Scientists in the US has developed a process that can make wood stronger and more durable … and also translucent
Windows from transparent wood could replace glass
Wood is a versatile material: it’s strong and it’s light and it’s flexible. But it isn’t translucent or particularly durable. Glass is. But glass isn’t strong or flexible. But what it you could get the better of both worlds by making wood transparent like glass?
A flight of fancy? It no longer is.
A team of scientists at the University of Maryland, in the United States, has developed a process that can make wood stronger and more durable … and also translucent. And that makes their revamped wood an eminently desirable building material. Unlike glass, it’s a good thermal insulator but like glass it is optically transparent.
“Wood has much lower thermal conductivity,” explained Tian Li, a researcher at the university. “In terms of energy efficiency, it keeps a house at a more consistent temperature.”
The see-through wood can create a uniform and consistent daylight distribution all day long without glare effect. It also offers “high-impact energy absorption that eliminates the safety issues often presented by glass.” In fact, the engineers have demonstrated the resilience of their product by hitting a piece of it with a hammer. The translucent wood withstood the impact while a similarly sized piece of glass immediately shattered.
On the downside, wood panels are not as transparent as glass panes. “[About] 85 percent of light comes through,” Li said, adding that transparent wood functions like frosted glass or acid-etched clear glass. “It’s a little bit hazy, but if you hold the transparent wood right against something, you will be able to see the image quite clearly,” the researcher elucidated.

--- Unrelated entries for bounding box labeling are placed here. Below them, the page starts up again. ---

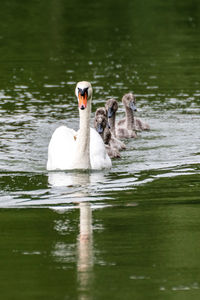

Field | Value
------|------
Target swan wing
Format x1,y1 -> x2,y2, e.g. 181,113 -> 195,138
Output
47,126 -> 76,171
90,128 -> 112,170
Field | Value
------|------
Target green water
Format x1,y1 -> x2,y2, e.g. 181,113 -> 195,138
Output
0,0 -> 200,300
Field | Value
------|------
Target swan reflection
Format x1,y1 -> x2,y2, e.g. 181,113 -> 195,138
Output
52,198 -> 94,300
77,202 -> 93,300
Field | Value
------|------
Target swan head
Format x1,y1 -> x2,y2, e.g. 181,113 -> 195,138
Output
122,93 -> 137,111
105,98 -> 118,118
94,115 -> 107,134
75,81 -> 92,110
95,107 -> 108,118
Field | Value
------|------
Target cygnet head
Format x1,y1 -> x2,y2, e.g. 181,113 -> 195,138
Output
94,115 -> 107,133
122,93 -> 137,111
105,98 -> 118,118
75,81 -> 92,110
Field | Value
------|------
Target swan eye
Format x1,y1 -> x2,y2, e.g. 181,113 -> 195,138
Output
78,88 -> 88,96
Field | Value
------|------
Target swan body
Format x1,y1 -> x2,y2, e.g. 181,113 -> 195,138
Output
47,81 -> 112,170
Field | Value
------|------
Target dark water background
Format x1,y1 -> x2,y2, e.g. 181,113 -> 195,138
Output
0,0 -> 200,300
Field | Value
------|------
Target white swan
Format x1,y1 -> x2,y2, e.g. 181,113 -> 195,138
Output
47,81 -> 112,171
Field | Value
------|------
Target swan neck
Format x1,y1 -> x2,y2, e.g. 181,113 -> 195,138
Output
75,101 -> 91,169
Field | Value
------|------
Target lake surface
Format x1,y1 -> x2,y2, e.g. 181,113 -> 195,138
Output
0,0 -> 200,300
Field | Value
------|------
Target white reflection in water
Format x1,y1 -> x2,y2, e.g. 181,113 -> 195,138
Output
52,202 -> 94,300
77,202 -> 93,300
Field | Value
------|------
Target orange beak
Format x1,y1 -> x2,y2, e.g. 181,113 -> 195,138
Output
78,92 -> 87,109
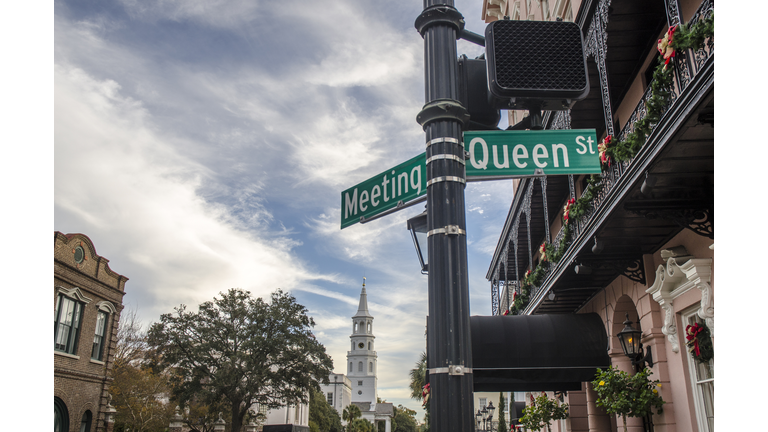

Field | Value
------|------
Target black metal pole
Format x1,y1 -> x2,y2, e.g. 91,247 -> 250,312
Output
416,0 -> 475,432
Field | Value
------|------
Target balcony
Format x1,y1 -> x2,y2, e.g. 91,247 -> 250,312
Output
486,0 -> 714,314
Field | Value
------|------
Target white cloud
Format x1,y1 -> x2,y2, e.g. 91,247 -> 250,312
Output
54,65 -> 324,320
120,0 -> 261,27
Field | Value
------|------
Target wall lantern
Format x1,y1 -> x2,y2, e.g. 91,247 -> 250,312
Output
487,401 -> 496,421
104,402 -> 117,429
407,210 -> 429,274
640,171 -> 656,196
616,314 -> 653,367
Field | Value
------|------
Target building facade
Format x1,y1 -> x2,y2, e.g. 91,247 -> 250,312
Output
53,231 -> 128,432
483,0 -> 715,432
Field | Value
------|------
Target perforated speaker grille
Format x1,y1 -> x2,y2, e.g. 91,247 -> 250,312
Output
486,20 -> 589,98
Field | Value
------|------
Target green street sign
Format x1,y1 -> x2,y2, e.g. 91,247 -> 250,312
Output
341,129 -> 601,229
341,153 -> 427,229
464,129 -> 601,181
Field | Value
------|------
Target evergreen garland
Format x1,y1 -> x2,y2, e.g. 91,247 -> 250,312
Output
510,13 -> 715,314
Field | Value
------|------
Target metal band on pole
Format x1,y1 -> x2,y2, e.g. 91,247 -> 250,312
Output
427,176 -> 467,187
427,154 -> 466,165
427,137 -> 464,148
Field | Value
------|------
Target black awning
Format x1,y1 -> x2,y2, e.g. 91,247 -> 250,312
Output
469,313 -> 611,392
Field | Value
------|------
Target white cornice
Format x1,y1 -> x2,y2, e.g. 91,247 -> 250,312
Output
645,257 -> 715,352
57,286 -> 92,304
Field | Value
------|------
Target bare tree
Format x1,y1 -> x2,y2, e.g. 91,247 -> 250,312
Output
115,308 -> 147,369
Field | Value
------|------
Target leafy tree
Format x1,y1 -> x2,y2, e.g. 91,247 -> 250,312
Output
592,366 -> 664,432
347,418 -> 376,432
182,397 -> 234,432
409,352 -> 429,432
149,289 -> 333,432
341,404 -> 363,424
498,392 -> 507,432
309,388 -> 342,432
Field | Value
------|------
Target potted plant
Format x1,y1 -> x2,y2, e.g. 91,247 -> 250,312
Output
520,392 -> 568,432
592,366 -> 664,432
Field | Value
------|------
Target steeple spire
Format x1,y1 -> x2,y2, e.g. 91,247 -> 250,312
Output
352,276 -> 373,318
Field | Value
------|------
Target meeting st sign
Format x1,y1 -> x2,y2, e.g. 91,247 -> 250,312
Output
341,153 -> 427,229
341,129 -> 601,229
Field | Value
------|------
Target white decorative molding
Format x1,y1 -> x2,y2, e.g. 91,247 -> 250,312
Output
645,255 -> 715,352
58,286 -> 91,304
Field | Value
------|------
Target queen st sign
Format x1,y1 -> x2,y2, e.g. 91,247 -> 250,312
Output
341,129 -> 601,229
464,129 -> 601,181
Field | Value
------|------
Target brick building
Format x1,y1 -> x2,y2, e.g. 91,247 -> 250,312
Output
53,231 -> 128,432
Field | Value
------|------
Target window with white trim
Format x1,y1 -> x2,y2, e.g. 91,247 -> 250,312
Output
682,305 -> 715,432
91,310 -> 109,361
53,294 -> 83,354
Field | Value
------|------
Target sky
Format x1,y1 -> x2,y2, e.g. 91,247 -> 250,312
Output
52,0 -> 513,418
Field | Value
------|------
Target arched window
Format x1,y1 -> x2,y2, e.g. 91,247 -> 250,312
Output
80,410 -> 92,432
53,396 -> 69,432
88,310 -> 109,362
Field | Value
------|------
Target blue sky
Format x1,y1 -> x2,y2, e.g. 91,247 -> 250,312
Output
53,0 -> 512,416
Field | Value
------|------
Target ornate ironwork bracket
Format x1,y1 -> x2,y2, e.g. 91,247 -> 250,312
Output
625,204 -> 715,240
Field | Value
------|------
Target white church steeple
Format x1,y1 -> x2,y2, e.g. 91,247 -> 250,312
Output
347,278 -> 377,406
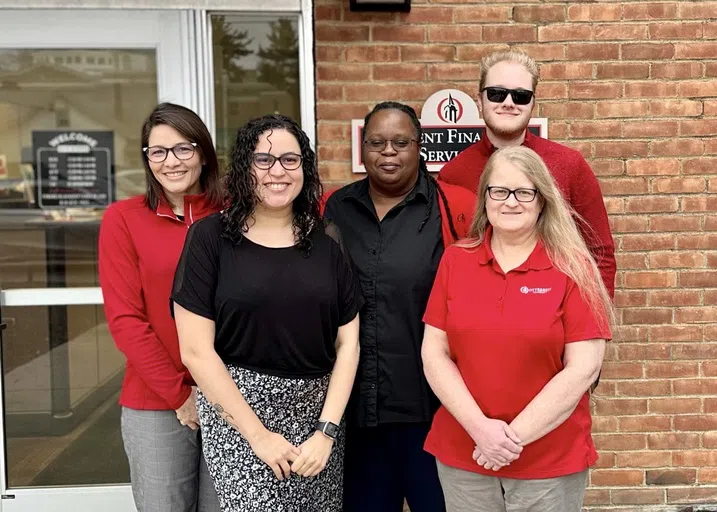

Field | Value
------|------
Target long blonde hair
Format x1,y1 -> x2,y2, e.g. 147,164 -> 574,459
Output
457,146 -> 615,329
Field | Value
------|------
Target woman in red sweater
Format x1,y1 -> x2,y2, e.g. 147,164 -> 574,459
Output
99,103 -> 222,512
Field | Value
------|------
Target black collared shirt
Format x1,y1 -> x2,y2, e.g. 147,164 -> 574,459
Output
325,175 -> 443,426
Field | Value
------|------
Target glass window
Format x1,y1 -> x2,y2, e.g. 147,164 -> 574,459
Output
211,14 -> 301,166
0,49 -> 157,487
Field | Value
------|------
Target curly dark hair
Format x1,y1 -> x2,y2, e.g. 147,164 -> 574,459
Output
363,101 -> 460,240
222,114 -> 323,256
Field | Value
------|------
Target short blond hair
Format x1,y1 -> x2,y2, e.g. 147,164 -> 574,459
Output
478,50 -> 538,91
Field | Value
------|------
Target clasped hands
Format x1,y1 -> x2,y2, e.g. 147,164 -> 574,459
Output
249,430 -> 334,480
471,418 -> 523,471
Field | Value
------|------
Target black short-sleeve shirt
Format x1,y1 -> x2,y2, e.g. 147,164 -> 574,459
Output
171,214 -> 363,377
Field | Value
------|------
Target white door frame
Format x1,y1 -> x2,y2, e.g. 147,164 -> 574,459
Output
0,9 -> 200,512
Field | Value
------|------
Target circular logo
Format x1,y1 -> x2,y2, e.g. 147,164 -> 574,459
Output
436,94 -> 463,124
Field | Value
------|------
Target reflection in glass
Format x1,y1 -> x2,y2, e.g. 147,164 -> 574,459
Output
211,14 -> 301,167
0,306 -> 129,487
0,49 -> 157,487
0,49 -> 157,208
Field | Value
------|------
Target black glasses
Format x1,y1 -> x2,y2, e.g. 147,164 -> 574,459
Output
488,187 -> 538,203
252,153 -> 301,171
363,139 -> 418,153
142,142 -> 197,164
481,87 -> 533,105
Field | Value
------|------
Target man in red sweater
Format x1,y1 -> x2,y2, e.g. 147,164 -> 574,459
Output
438,51 -> 616,296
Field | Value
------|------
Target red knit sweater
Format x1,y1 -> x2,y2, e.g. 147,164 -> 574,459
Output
438,132 -> 617,296
99,195 -> 216,410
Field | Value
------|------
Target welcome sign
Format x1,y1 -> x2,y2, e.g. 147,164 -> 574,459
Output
351,89 -> 548,173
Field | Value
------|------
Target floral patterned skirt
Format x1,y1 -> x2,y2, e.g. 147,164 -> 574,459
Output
197,365 -> 345,512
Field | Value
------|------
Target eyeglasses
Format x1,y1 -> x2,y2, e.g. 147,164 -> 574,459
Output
252,153 -> 302,171
363,139 -> 418,153
481,87 -> 533,105
142,142 -> 197,164
488,187 -> 538,203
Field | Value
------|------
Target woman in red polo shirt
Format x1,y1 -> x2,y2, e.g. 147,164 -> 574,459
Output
422,146 -> 612,512
99,103 -> 222,512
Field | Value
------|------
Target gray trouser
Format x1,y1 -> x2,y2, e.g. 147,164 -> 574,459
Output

But how did the scientists create a translucent piece of wood in the first place? They bleached a piece of wood by soaking it in sodium hydroxide (commonly known as lye) to remove lignin, a compound that turns wood strong and gives it its brown color. They then soaked it in a “clear liquid” before soaking the thus-clarified wood again, this time in a glue-like epoxy that makes it very hard and clear.
Once that is done, the porous tubes of cellulose within wood, which serve to suck water up from roots towards leaves and pull sugars down towards roots, into effective light diffusers. “You have a uniform consistent indoor lighting, which is independent of where the sun is,” one of the scientists explains. That means that even light from a glancing angle illuminates the see-through wood.
Why does all this matter? Because “Our transparent wood also has a much lower thermal conductivity compared with glass, making it a better thermally insulating building material with a lower carbon footprint,” they say.
But there’s another downside. “Making transparent wood requires using epoxy, so it’s not very environmentally friendly right now,” one researcher said. The scientists are now “experimenting with other types of clear stiffeners, which will include PVP (polyvinylphenol), which is recyclable.”